Souvenirs du général Brugère
Joseph Brugère (1841-1918), fut un général français, sa longue et brillante carrière, débutée au début du Second Empire, s’acheva à la fin de la Première Guerre Mondiale. Polytechnicien en 1859, il choisit de servir dans l’artillerie. En Afrique de 1865 à 1867, il commença la guerre de 1870-1871 avec le grade de capitaine en second et la termina avec celui de chef d’escadron, il participa aux combats de Borny, Rezonville, Saint-Privat, Servigny, capturé à l’armée de Metz, il s’évada pour rejoindre l’armée de la Loire.
Il s’illustra au combat de Juranville, et fut cité à l’ordre de l’Armée « pour avoir enlevé en plein jour, à découvert et sous le feu de l’ennemi une pièce prussienne ».
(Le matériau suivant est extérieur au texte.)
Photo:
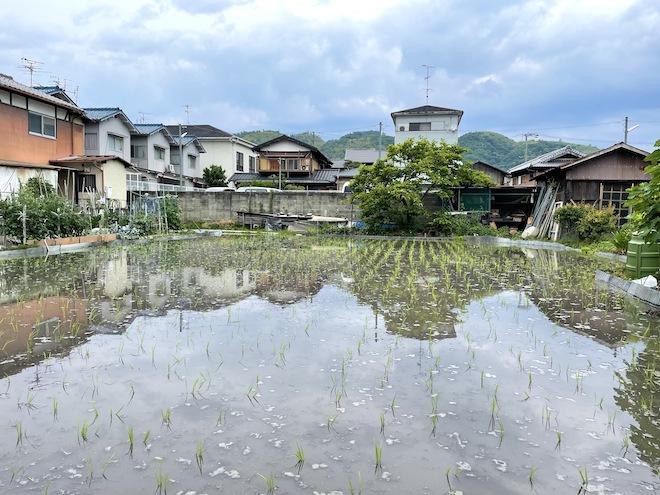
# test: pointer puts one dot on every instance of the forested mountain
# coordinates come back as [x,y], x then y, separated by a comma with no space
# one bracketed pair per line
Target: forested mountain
[490,147]
[499,150]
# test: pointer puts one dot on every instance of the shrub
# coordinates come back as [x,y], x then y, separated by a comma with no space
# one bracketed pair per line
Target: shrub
[585,222]
[596,224]
[460,225]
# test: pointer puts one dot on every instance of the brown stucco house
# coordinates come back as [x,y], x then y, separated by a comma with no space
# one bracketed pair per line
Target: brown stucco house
[35,128]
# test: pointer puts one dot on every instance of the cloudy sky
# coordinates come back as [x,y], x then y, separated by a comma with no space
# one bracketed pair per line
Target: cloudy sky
[568,69]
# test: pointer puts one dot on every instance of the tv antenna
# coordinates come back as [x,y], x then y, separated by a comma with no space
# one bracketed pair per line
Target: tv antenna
[428,78]
[187,107]
[31,66]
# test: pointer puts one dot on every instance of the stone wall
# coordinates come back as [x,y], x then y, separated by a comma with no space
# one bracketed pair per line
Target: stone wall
[222,206]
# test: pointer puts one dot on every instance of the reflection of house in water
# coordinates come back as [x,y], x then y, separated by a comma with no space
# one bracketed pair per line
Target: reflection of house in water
[34,328]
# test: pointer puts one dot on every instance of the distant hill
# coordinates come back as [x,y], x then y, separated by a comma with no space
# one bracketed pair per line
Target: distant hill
[490,147]
[496,149]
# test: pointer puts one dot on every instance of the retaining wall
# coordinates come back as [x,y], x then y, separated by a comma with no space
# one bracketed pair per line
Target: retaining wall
[222,206]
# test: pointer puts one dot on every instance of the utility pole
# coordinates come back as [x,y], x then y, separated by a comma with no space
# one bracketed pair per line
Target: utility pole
[526,136]
[428,77]
[380,139]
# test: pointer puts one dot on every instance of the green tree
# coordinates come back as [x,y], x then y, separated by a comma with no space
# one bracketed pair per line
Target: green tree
[392,190]
[644,199]
[214,176]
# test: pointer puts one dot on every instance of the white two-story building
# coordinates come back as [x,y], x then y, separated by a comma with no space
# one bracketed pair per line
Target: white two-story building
[430,122]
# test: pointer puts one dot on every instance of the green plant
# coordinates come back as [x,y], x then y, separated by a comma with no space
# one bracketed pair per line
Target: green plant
[644,199]
[214,176]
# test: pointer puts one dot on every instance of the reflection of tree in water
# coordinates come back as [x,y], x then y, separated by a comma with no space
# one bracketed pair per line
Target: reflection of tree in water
[638,393]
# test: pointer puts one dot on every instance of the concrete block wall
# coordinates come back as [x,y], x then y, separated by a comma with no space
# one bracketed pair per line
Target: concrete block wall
[222,206]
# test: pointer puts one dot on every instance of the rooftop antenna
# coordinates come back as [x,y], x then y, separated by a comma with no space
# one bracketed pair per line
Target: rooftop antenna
[428,77]
[187,107]
[627,130]
[31,66]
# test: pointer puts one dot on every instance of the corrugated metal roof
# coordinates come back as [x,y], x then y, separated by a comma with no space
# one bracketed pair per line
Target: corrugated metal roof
[364,156]
[547,157]
[8,83]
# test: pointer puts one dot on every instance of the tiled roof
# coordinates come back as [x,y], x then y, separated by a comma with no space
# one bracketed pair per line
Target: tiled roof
[547,157]
[364,156]
[102,113]
[8,83]
[199,130]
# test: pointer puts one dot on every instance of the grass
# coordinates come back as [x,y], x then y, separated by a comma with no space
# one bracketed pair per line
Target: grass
[270,482]
[300,458]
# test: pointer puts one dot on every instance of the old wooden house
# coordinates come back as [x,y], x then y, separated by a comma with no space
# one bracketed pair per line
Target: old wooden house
[601,178]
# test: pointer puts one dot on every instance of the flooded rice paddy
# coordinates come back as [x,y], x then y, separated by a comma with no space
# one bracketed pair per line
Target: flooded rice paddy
[319,366]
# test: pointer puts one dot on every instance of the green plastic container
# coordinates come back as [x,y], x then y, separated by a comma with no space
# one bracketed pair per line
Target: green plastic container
[643,258]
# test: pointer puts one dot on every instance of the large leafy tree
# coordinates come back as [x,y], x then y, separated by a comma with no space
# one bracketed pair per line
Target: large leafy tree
[644,199]
[392,190]
[214,176]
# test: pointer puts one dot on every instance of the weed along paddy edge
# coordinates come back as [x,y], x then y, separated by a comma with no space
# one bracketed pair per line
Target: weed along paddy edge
[276,364]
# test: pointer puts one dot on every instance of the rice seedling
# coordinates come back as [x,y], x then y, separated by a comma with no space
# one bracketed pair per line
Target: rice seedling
[584,480]
[131,440]
[300,457]
[83,432]
[199,456]
[166,417]
[162,481]
[145,438]
[270,482]
[532,476]
[378,454]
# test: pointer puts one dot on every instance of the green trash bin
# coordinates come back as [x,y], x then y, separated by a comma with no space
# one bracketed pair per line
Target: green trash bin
[643,258]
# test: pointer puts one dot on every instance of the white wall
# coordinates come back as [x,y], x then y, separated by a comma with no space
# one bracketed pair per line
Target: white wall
[11,178]
[223,153]
[443,127]
[118,128]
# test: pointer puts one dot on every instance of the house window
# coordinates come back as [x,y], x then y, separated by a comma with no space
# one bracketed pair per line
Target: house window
[41,125]
[115,143]
[91,141]
[87,183]
[138,151]
[419,126]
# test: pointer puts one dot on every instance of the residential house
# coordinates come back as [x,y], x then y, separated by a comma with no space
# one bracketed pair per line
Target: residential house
[497,174]
[192,168]
[108,132]
[523,174]
[100,179]
[231,152]
[293,162]
[601,178]
[428,121]
[36,128]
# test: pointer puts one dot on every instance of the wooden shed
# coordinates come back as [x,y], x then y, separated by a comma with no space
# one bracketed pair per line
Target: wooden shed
[601,178]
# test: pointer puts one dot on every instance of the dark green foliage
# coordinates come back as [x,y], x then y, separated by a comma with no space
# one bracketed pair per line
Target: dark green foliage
[586,222]
[499,150]
[391,192]
[48,214]
[644,199]
[460,225]
[214,176]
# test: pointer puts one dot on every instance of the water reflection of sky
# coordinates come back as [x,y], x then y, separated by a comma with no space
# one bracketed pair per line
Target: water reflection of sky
[475,320]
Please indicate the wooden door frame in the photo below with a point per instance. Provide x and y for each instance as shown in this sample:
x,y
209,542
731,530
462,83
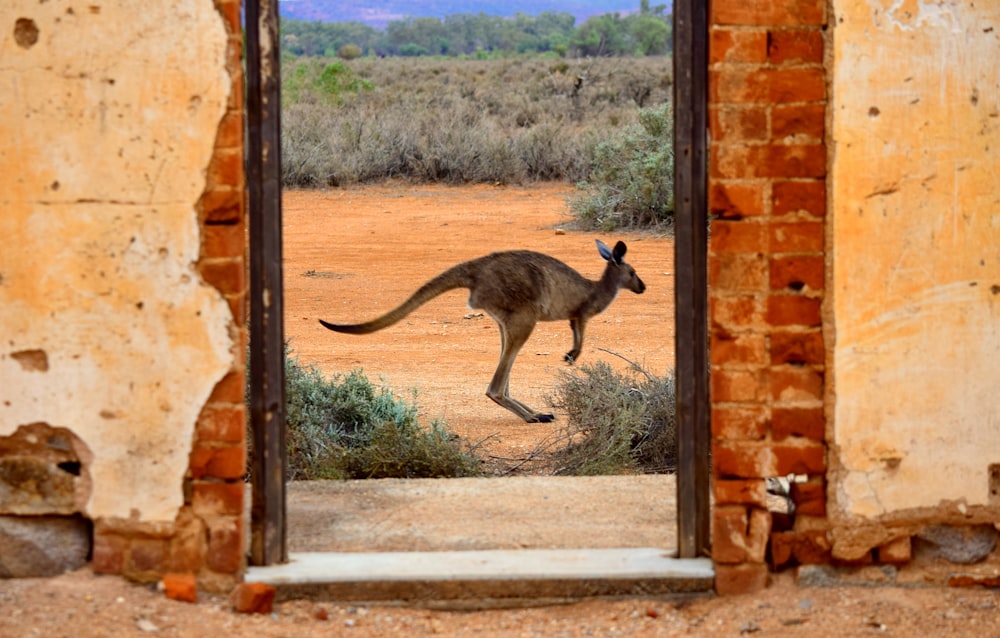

Ensuite à l’armée de l’Est, il fut à Villersexel, Héricourt puis au fort de Joux, il échappa à l’internement en Suisse et partit pour l’Algérie où il participa à la répression de l’insurrection de Kabylie. Lieutenant-colonel en 1879, il intégra la maison militaire du Président de la République Jules Grévy, ce qui ne l’empêcha pas de commander l’artillerie du corps expéditionnaire français en Tunisie en 1881. Colonel à la fin de la même année, chef de corps du 12e régiment d’artillerie à Vincennes, il resta attaché à la présidence de la République. Général de brigade en 1887, il devint secrétaire général de la présidence et chef de la maison militaire du Président de la République. Général de division en 1890, il prit la tête de la 12e division d’infanterie à Reims en 1893. Commandant du 8e corps d’armée à Bourges, il participa à la modernisation de l’artillerie. En 1897, il commanda le 2e corps d’armée à Amiens. En 1899, il fut nommé Gouverneur militaire de Paris, puis l’année suivante vice-président du Conseil supérieur de la guerre, devenant ainsi généralissime de l’armée française. Passé au cadre de réserve en 1906, il demanda au début de la guerre de 1914 sa réintégration, et commanda une division territoriale au front.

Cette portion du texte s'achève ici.